Pav bhaji
Pav bhaji! A classic street food which hails from Mumbai. Pav means bread roll and bhaji means vegetables in Marathi. This delicious dish is made by mashing together veggies with a spiced green pepper and tomato gravy. Served with bread rolls fried in butter and topped with fresh coriander, butter and red onions. Not forgetting the all important pav bhaji masala!
Remember: if it doesn't have butter, it's not pav bhaji! This recipe makes a sizeable quantity. Making a big batch and freezing for later use is always useful incase you need a quick and tasty meal. Actual pav bhaji is supposed to be a vibrant red colour, this comes from using fresh kashmiri chillies. If you don't have them, its not an issue, just use an ordinary chilli like I did here. You just won't get the red colour thats all! Sometimes recipes also call for adding red food colouring if you don't have the fresh kashmiri chillis, but I'm not the biggest fan of doing this.
Ingredients
2 handfuls each of chopped potatoes, carrots, peas, beans and cauliflower.
1 green pepper, roughly chopped
3 tomatoes, roughly copped
2 onions, diced
Thumb size piece ginger, crushed
2 cloves garlic, crushed
1 green or yellow chilli, diced
You'll need these spices
1 tsp kashmiri chilli powder
2-3 tsp pav bhaji masala (see link below for recipe)
1 tsp turmeric
To garnish:
Handful fresh coriander
Finely diced red onions
Method
- Cook the potatoes, carrots, peas and cauliflower in a large pan of salted boiling water until soft.
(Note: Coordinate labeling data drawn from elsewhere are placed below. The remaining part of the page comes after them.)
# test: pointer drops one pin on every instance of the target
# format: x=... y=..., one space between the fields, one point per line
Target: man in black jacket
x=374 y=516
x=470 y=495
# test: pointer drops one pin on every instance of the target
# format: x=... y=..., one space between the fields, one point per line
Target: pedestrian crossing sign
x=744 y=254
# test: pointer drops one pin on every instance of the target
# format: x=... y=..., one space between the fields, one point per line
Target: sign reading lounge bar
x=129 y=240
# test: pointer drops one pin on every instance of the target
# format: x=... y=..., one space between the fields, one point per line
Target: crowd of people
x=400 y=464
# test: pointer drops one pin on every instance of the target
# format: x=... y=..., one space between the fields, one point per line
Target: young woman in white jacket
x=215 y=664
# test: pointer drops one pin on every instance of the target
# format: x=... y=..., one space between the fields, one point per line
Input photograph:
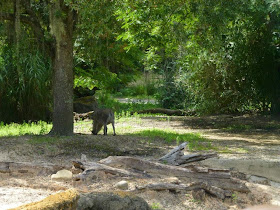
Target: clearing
x=246 y=144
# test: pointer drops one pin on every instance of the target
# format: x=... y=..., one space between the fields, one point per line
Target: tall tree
x=52 y=23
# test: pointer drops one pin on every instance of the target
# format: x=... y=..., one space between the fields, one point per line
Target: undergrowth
x=15 y=129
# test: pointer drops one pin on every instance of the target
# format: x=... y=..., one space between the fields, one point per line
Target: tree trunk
x=61 y=24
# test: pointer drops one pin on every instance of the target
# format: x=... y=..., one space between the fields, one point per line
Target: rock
x=258 y=180
x=63 y=200
x=199 y=194
x=62 y=175
x=111 y=201
x=122 y=185
x=173 y=180
x=83 y=158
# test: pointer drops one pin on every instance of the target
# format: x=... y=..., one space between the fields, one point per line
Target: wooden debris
x=92 y=167
x=219 y=178
x=218 y=192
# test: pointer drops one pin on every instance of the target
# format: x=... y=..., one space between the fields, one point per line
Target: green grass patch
x=14 y=129
x=44 y=140
x=238 y=127
x=195 y=140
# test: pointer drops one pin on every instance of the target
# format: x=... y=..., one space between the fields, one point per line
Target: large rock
x=63 y=200
x=111 y=201
x=122 y=185
x=85 y=104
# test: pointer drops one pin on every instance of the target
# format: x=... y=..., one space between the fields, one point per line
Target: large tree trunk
x=61 y=24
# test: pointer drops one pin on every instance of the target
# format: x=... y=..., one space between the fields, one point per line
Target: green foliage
x=143 y=86
x=25 y=93
x=105 y=100
x=216 y=56
x=196 y=142
x=14 y=129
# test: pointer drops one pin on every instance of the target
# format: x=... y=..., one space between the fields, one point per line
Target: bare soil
x=240 y=136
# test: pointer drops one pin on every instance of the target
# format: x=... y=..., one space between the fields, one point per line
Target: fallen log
x=92 y=167
x=218 y=192
x=219 y=178
x=176 y=156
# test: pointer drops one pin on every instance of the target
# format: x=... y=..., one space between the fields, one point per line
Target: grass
x=14 y=129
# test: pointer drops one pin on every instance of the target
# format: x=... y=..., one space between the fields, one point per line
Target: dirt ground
x=235 y=136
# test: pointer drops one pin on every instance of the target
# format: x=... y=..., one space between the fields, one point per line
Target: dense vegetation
x=208 y=56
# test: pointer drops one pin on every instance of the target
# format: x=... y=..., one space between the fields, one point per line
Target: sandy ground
x=244 y=136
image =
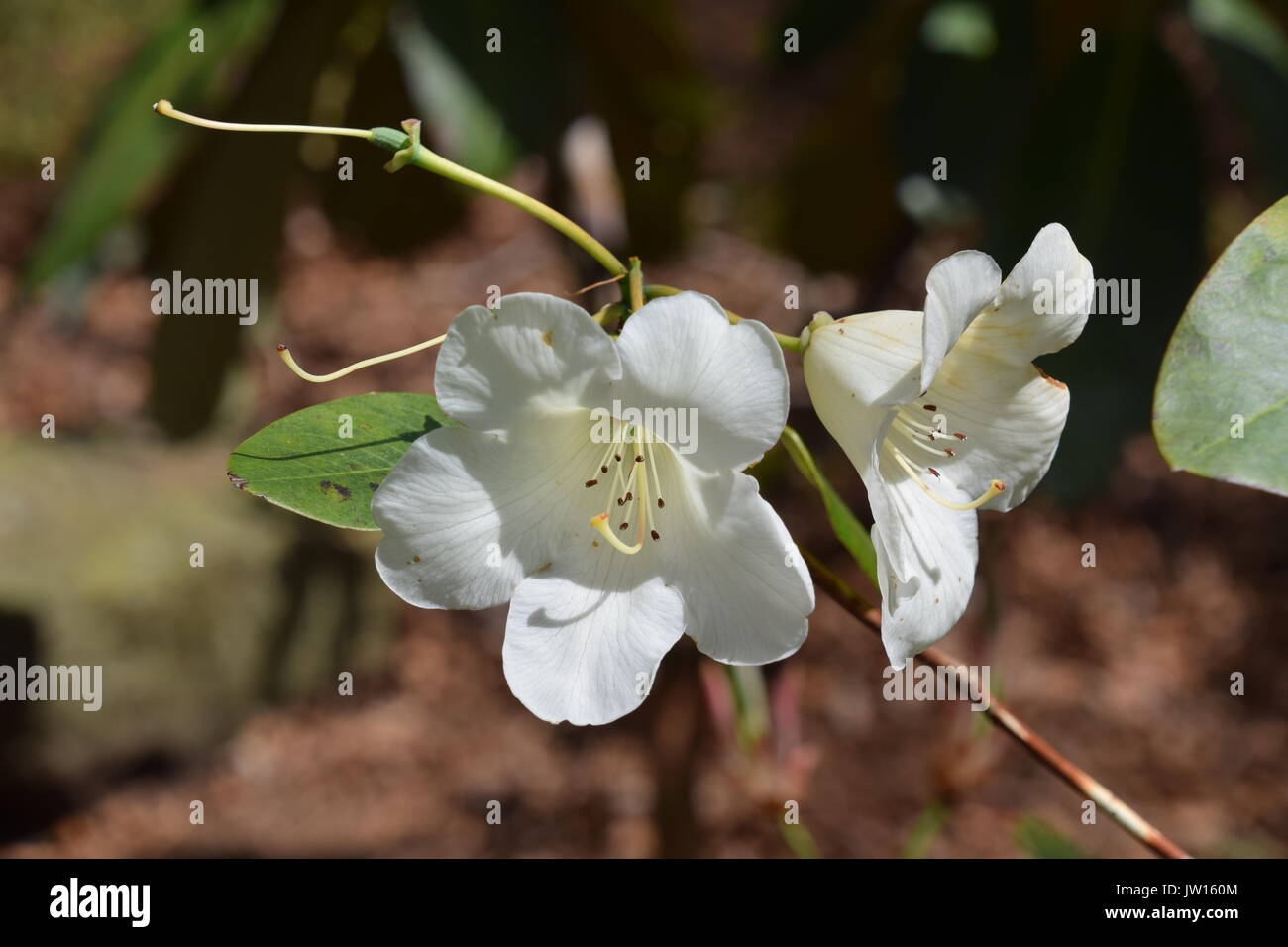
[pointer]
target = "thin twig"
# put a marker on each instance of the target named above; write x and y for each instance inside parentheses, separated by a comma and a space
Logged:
(1047, 755)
- In the meantime make the tomato and pepper gravy. Add the onions and fry on a medium heat for 10 minutes until golden. Add the ginger, garlic and chilli and fry for a further two minutes.
- Follow with the tomatoes and mash them with back of a wooden spoon.
- Add the kashmiri chilli powder, turmeric and pav bhaji masala. Stir well. If it becomes too dry, add a bit of water to stop the spices burning.
- Add the green pepper and cook until the soft. Turn of the heat and set aside.
- By this time the veggies should be soft and mashable. Drain them with a colander (it doesn’t matter if there is a little water left in the bottom of the pan).
- Add the tomato-pepper mixture to the cooked veggies and mash together until there are no lumps! Add water if it becomes too thick. The consistency should be similar to a thick smoothie. I will admit that I cheat here and use a stick blender to get a lovely smooth consistency. It does speed up the process!
- Get your bread rolls and cut them in half. Melt a little butter in a non-stick frying pan and fry the bread rolls for about 2-3 minutes on a medium heat. They should be buttery and a little crispy.
- Garnish with red onions, coriander and another knob of butter. Dip the fried pav in the bhaji and enjoy!